二五話 休息
あの後、俺たちはレヴィの魔法でエクトールに帰して貰った。
レヴィは今回の騒動を国に報告する必要があり、一旦別れることになった。
「報告が終わったら、ゼオンの魔力を辿って戻ってくるね! あと、ギルドの方にはゼオン達の活躍をもう伝えてあるから明日にはランクが上がると思うよ」
「それは助かる」
今回の魔氾濫での俺たちの活躍はC級パーティーのそれを超えていた。どうやって
戦績を証明するか少し悩んでいたが、そういった憂いがなくなった。
レヴィは空間魔法で虚空に消えていった。
「じゃあ、会いに行くか」
俺は先輩冒険者であるリトロカさんに会いに行くことになっていた。
町の建造物がかなり壊されている中、一つの宿が半壊した状態で残っていた。
そこの一室の扉をシャーネが開けた。
「どうも数時間ぶりですね」
「ミーネル。なんでお前が……」
「二人で来たということは、覚悟はできたということですね」
少し薄暗い部屋の中にはベットで寝ている女性と、隣に本を持って座っているミーネルがいた。
「いろいろ話したいことはあるかもしれませんが、私はここで逃げさせて貰います」
状況の整理が追い付いていない。
なんで、ミーネルがこんな所にいる?
それにこの部屋には宿にあるはずの窓がないし、部屋の大きさが少し狭い気もする。この空間は一体なんなんだ。
「次、出会う時も味方だといいですね」
ミーネルはそう言い残して俺の隣を通って部屋を出て行った。
扉が閉まるのと同時に部屋が変わり、普通の宿の部屋になった。
さっきの部屋はミーネルが作った部屋か。確か、かなり特殊なスキルを持っていたし、その効果だろう。
ただ、なんだ。
――反応できなかった。
横を通り過ぎる時に引き留めることもできたのに体が動かなかった。
速い訳じゃなかった。
今の俺じゃあ相手にならないぐらいの強さがあるとでも言うのか。
人間を相手にするとどれぐらい力の差があるかよく分からないが、さっき戦っていれば俺は確実に殺されていた。

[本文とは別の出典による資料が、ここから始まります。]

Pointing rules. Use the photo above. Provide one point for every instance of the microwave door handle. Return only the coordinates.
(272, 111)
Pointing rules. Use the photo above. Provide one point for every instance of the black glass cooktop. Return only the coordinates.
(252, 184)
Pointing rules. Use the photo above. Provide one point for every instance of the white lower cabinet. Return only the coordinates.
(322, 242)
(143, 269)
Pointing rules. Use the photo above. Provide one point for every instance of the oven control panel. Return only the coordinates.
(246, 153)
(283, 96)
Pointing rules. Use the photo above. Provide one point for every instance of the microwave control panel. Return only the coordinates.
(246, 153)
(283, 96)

ミーネルはただのトラッパーじゃないことは想像していたが、まさかここまでとは思わなかった。
あれは戦い慣れしている奴の動きだった。
俺が苦戦したテッコと同等。いや、それ以上だ。あくまで予想でしかないが、人を殺すことに躊躇い種類の人間だ。
「なんでミーネルがここに居たか分かるか?」
「お姉さんを守ってくれていたの。実は――」
シャーネが事情を話し始めた。
「魔氾濫が起こったことが分かった時。私はお姉さんを守ることだけを考えてゼオンを利用した」
俺たちがなんとなく南に行こうとした所をシャーネが北のダンジョンに行くように指示していたな。

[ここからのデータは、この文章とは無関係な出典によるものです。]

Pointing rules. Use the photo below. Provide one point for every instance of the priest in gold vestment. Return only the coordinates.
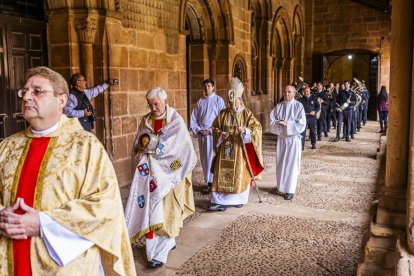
(237, 137)
(161, 194)
(60, 206)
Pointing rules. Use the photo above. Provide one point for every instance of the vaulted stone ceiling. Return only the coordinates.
(383, 5)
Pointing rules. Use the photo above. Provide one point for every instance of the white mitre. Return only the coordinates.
(235, 89)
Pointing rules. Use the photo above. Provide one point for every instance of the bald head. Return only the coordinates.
(289, 93)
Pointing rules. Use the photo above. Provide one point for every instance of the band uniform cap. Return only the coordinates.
(235, 88)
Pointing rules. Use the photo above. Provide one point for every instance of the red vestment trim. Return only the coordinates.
(158, 124)
(254, 160)
(26, 190)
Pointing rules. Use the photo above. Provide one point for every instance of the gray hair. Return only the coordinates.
(157, 91)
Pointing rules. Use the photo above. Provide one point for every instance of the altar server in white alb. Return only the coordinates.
(288, 121)
(206, 110)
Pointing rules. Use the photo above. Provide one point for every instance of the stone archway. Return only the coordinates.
(259, 26)
(239, 69)
(359, 63)
(298, 42)
(281, 52)
(209, 30)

「武器を探しに行くふりをして、お姉さんの所に行った。その時にミーネルが先回りしてた」
別に利用された事とか、武器を探しに行っていなかった事は気にしてはいないが、ミーネルが先回りしていた理由は少し気になる。
「その時にミーネルが、『断罪楽団』の調律師ってことを喋って。契約を持ちかけてきた」
「契約?」
「私がお姉さんの雷神の剣をゼオンに渡す代わりに、ミーネルはお姉さんの護衛をする」
なるほどな。ミーネルの目的は分からないが、敵対的な行動をしている訳じゃない。
そんな契約をしていたのか。
一回、俺たちが合流した後、ミーネルは「やりたいことができた」とか滅茶苦茶な理由をつけてでもさっさと戻りたかったのか。
「これがすべて」
「なるほど、結局ミーネルの目的は分からないか」
「うん」
まあ、そんな簡単に尻尾を出すような奴じゃないか。
断罪楽団の調律者ということはかなりヤバい奴であることは分かる。
そもそも断罪楽団は噂だけの存在で、正体は掴めていない。
突然、森の中で音楽が流れ、それを聞いた者は今まで犯した罪の重さに合わせて罰が与えれるなんて言われていた。

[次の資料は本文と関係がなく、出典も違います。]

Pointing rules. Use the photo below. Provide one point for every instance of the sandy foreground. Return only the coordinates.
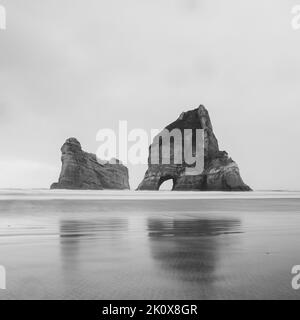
(157, 245)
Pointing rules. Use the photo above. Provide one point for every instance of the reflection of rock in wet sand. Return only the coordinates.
(189, 249)
(75, 232)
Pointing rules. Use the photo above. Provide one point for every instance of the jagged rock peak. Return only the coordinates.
(82, 170)
(220, 172)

最近は噂を聞かないが、怖い存在として冒険者の中では警戒する奴も少なくはなかった。
「なるほどね。調律師は生きてたんだ」
「レヴィ! なんで、ここに」
「突然、魔力の反応が薄くなったから気になちゃってさ」
さっき別れたはずのレヴィが空間魔法で俺の隣に現れた。
「断罪楽団は去年ぐらいにボクとウィップソンのパーティーで探ったことがあるんだけどね。ウィップソンが一人で暴走して指揮者以外を全員殺しちゃったんだよね」
テッコもそんなことを言っていたな。
「さっきの子のスキルとかって分かっているの?」
「他のスキルの調整って言っていたな。スキルの名前は『調律』だ」
「なるほど、それなら納得。断罪楽団の構成員のすべてが強力なスキルを持っていた理由が分かったよ」
断罪楽団についてあまり詳しくは知らないが、レヴィをして強力なスキルと言っていたのにそんな奴らを一人で倒したウィップソンの異常な強さにも驚かされる。
「所でさ。この部屋。あまり良くないね」
「魔物にほとんど壊された町の中では比較的いい場所な気もするが」
宿はボロいとも言えないがそこまでいいとも言えない。良くも悪くも中間ぐらいの宿だろう。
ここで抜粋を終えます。